L’ankh veniva collocato all’interno dei sarcofagi perché, simboleggiando la vita eterna, aiutava l’uomo a superare la morte e giungere alla sua rinascita.
La religione come riflesso della società
Nell’Antico Egitto ogni cosa rispondeva ad una precisa gerarchia, e per la religione non poteva essere diversamente. In ambito religioso il grado più elevato era occupato dal faraone: era lui a decidere la costruzione dei templi e le relative cerimonie. I grandi sacerdoti che officiavano i culti dobbiamo immaginarli idealmente come i sostituti del sovrano, il quale non sempre aveva la possibilità di presiedere alle operazioni rituali in onore degli dei.

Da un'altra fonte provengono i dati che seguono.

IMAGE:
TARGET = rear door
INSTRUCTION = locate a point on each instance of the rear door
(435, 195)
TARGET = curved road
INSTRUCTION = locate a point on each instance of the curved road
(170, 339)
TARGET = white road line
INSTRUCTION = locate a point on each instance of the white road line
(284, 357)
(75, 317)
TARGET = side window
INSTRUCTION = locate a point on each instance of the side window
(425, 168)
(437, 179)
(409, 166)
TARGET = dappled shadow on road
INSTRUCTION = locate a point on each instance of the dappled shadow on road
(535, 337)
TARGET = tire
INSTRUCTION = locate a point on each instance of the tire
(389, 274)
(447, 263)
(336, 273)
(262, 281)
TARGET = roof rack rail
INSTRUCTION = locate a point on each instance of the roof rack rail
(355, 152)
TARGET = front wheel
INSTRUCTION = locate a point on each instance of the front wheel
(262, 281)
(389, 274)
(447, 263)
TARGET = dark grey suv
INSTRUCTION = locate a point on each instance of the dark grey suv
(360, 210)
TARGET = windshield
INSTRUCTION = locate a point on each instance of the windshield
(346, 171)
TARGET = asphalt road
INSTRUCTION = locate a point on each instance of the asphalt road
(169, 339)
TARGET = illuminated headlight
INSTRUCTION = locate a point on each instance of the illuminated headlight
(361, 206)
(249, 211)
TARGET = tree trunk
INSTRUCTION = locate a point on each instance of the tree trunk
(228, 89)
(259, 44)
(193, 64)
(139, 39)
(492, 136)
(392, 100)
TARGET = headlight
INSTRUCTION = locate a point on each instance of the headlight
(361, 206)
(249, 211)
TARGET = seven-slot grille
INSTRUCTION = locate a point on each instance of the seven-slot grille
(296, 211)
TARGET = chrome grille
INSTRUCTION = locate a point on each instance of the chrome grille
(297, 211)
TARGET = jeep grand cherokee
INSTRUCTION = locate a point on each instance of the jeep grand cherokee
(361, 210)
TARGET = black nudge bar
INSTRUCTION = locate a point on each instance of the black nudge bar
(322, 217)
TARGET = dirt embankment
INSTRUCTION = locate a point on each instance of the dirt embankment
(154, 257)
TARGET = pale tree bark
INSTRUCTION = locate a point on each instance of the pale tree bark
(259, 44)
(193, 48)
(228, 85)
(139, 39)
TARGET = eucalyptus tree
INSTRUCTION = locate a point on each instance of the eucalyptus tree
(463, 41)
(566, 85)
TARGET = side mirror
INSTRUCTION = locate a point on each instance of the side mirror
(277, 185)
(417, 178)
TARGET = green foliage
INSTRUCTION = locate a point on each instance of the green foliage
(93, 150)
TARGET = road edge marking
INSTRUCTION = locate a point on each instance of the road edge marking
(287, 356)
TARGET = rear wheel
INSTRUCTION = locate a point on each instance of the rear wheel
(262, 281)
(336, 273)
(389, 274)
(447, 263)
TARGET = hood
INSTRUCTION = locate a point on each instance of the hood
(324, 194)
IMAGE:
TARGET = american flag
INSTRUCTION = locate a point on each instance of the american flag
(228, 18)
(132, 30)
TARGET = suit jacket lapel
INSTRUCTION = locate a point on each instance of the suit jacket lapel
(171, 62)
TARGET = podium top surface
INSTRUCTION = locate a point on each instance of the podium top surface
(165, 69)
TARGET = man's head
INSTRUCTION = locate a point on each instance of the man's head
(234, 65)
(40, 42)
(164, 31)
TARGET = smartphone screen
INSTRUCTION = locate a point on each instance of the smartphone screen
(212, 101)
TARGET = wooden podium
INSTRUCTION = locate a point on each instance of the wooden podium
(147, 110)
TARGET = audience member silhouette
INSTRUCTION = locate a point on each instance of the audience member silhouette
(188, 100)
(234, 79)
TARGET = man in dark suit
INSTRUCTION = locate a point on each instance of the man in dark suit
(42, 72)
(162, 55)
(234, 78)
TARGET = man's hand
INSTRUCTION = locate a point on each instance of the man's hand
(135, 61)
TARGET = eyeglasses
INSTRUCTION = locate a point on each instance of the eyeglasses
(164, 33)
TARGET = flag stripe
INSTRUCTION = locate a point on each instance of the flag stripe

Ogni divinità era ospitata all’interno di un tempio a lei dedicato, rappresentata simbolicamente da un’enorme statua interamente d’oro e collocata nel sancta sanctorum, una piccola saletta che rappresentava il cuore pulsante di ogni tempio. Quotidianamente ogni statua veniva purificata, vestita e nutrita, in modo tale da arrivare pronta al suo giorno di festa annuale.
In quell’occasione, la statua del dio veniva portata in processione su una barca lungo tutto il fiume Nilo. Lì venivano organizzati ricchi banchetti ed erano messe in scena piccole rappresentazioni teatrali che narravano la vita e le gesta del dio.
Conclusioni
Questo articolo vuole essere solo una breve ma doverosa introduzione al mondo religioso dell’Antico Egitto. In esso sono state poste le basi per la comprensione degli articoli che seguiranno, dedicati alle divinità più importanti che compongono il pantheon egizio e che approfondiranno tutti gli aspetti fino ad ora accennati ma non approfonditi.
D’altronde, come diceva Ptahhotep, visir di un faraone della V dinastia, «coloro che sono guidati dagli dei non possono perdersi; a coloro i quali essi vieteranno il passaggio non saranno in grado di attraversare il fiume della vita».